Throughout his college career, Edwards was injury-prone. He never finished a full season in college due to knee problems, and missed an entire year due to a broken hand which allowed him to earn an injury redshirt for that season.

===Statistics===

|  | Rushing |  |  |  |  | Receiving |  |  |  |  | Defense |  |  |  |
|---|---|---|---|---|---|---|---|---|---|---|---|---|---|---|
| YEAR | ATT | YDS | AVG | LNG | TD | NO. | YDS | AVG | LNG | TD | TCK | SCKS | PD | INT |
| 1993 | 0 | 0 | 0.0 | 0 | 0 | 0 | 0 | 0.0 | 0 | 0 | — | — | — | 0 |
| 1994 | 0 | 0 | 0.0 | 0 | 0 | 0 | 0 | 0.0 | 0 | 0 | — | — | — | 4 |
| 1995 | 45 | 325 | 7.2 | 65 | 6 | 2 | 42 | 21.0 | 45 | 1 | — | — | — | — |
| 1996 | 184 | 809 | 4.4 | 32 | 9 | 23 | 199 | 8.7 | 34 | 1 | — | — | — | — |
| 1997 | 165 | 1200 | 5.5 | 80 | 12 | 23 | 214 | 9.3 | 27 | 1 | — | — | — | — |
| Totals | 394 | 2334 | 5.2 | 80 | 27 | 48 | 455 | 9.5 | 45 | 3 | — | — | — | 4 |

== Playing career ==

Pre-draft measurables
| Height | Weight | Arm length | Hand span |
|---|---|---|---|
| 5 ft 11+1⁄2 in (1.82 m) | 218 lb (99 kg) | 31+1⁄2 in (0.80 m) | 8+3⁄4 in (0.22 m) |

=== National Football League ===
Edwards was chosen by the New England Patriots in the first round of the 1998 NFL draft. He rushed for 1,115 yards for the Patriots in the 1998 National Football League season, before blowing out his knee at an NFL rookie flag football game in Hawaii during Pro Bowl week. Edwards barely escaped the injury without having his leg amputated below the knee, and he was told he might not walk again.

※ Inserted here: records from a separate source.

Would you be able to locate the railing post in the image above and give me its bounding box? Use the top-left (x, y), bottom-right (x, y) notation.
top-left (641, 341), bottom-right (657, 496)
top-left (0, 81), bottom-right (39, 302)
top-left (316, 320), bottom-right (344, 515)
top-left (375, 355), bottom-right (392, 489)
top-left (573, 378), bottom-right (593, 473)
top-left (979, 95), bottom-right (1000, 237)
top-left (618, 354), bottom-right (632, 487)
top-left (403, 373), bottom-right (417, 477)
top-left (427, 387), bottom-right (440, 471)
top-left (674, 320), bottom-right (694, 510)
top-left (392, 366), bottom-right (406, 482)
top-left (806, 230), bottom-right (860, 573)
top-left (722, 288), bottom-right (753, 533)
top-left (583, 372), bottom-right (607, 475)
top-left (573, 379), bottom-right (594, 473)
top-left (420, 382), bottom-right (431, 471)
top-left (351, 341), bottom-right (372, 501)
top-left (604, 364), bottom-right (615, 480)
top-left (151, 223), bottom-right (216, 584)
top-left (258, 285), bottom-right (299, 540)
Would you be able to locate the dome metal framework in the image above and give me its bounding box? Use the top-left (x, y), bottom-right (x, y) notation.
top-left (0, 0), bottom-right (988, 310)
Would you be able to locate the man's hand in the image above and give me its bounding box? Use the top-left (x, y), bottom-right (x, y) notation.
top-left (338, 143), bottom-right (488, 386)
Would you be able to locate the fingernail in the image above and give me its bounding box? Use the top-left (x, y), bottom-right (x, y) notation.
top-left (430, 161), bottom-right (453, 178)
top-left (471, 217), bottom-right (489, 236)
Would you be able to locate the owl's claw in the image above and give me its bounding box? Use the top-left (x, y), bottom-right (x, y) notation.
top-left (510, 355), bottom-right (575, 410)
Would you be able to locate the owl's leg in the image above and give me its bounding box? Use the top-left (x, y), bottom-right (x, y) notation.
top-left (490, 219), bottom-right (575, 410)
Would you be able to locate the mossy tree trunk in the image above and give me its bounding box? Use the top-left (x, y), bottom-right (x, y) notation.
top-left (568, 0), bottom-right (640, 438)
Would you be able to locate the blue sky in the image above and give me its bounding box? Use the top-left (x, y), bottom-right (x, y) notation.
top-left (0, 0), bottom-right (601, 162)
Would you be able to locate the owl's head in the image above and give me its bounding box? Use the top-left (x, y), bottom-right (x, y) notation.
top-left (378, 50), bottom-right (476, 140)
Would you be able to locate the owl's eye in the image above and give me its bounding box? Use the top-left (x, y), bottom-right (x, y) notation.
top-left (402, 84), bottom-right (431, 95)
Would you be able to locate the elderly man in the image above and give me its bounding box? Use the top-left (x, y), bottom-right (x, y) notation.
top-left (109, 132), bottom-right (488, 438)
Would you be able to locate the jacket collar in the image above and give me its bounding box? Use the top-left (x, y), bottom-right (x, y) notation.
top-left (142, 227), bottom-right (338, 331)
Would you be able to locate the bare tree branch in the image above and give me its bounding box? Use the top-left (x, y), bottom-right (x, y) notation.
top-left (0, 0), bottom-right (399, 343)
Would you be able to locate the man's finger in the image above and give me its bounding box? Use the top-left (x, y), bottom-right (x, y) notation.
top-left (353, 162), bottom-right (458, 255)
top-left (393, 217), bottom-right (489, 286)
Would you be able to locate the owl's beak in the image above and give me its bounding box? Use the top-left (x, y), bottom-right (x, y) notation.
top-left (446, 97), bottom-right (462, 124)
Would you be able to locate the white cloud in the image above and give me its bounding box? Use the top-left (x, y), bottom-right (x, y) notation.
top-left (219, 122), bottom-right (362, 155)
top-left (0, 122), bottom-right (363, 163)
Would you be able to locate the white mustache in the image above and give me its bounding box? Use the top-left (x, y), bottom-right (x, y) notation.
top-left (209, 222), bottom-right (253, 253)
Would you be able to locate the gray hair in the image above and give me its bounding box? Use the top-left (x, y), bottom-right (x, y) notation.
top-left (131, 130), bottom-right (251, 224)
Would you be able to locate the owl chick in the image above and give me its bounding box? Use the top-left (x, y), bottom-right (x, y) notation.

Edwards would not play football again until 2002, when he made his return with the Miami Dolphins. In his first game back, against the Detroit Lions, Edwards caught a touchdown pass and ran for another score. He spent the rest of the season sharing third-down back duties with fellow running back Travis Minor. After the season, he lost his spot on the roster to Leonard Henry. Edwards was awarded the Pro Football Writers Association Halas Award for his comeback from his serious injury. Edwards holds the record for consecutive games with a touchdown to start a career. He had one rushing touchdown in each of the first six games and an additional receiving touchdown in Game 5 against the Kansas City Chiefs in his 1998 rookie season with the Patriots.

===Statistics===

|  | Rushing |  |  |  |  |  | Receiving |  |  |  |  |
|---|---|---|---|---|---|---|---|---|---|---|---|
| YEAR | TEAM | ATT | YDS | AVG | LNG | TD | NO. | YDS | AVG | LNG | TD |
| 1998 | NE | 291 | 1,115 | 3.8 | 53 | 9 | 35 | 331 | 9.5 | 46 | 3 |
| 2002 | MIA | 20 | 107 | 5.4 | 19 | 1 | 18 | 126 | 7.0 | 14 | 1 |
| Totals | — | 311 | 1,222 | 3.9 | 53 | 10 | 53 | 457 | 8.6 | 46 | 4 |

=== Canadian Football League ===
Edwards joined the CFL's Montreal Alouettes in 2005, and was the team's leading rusher, running for over 1,000 yards each of the first two seasons he played in Montreal. In addition to being the Montreal Alouettes leading rusher, Edwards was twice named a CFL Eastern Division All-Star (2005, 2006). On August 18, 2007, Edwards was released by the Alouettes. He was picked up by the Toronto Argonauts a day later.

On January 31, 2008, Edwards was released by the Argonauts.

===Statistics===

|  | Rushing |  |  |  |  |  | Receiving |  |  |  |  |
|---|---|---|---|---|---|---|---|---|---|---|---|
| YEAR | TEAM | ATT | YDS | AVG | LNG | TD | NO. | YDS | AVG | LNG | TD |
| 2005 | MTL | 187 | 1,199 | 6.4 | 37 | 8 | 21 | 202 | 9.6 | 24 | 0 |
| 2006 | MTL | 239 | 1,137 | 4.8 | — | 14 | 27 | 211 | 7.8 | 26 | 3 |
| 2007 | MTL | 27 | 72 | 2.7 | — | 1 | 4 | 38 | 9.5 | 13 | 0 |
| 2007 | TOR | 123 | 596 | 4.8 | — | 2 | 3 | 10 | 3.3 | 7 | 0 |
| Totals | — | 576 | 3,022 | 5.2 | — | 25 | 55 | 461 | 8.4 | 26 | 3 |

== Coaching career ==
In 2009, Edwards returned to football as the head coach at Arlington Christian School in Fairburn, Georgia.

On April 19, 2012, Edwards was named as the new head football coach of the Greene County (Georgia) Tigers. He succeeds Charlie Winslett, who is currently ranked seventh on Georgia's All-Time Winningest High School Football coaches list.

On January 30, 2018, he was named the new Head football coach at Riverwood High School in Sandy Springs, Georgia.

In February 2022, Edwards was named head coach at his alma mater, Washington County High School in Sandersville, Georgia.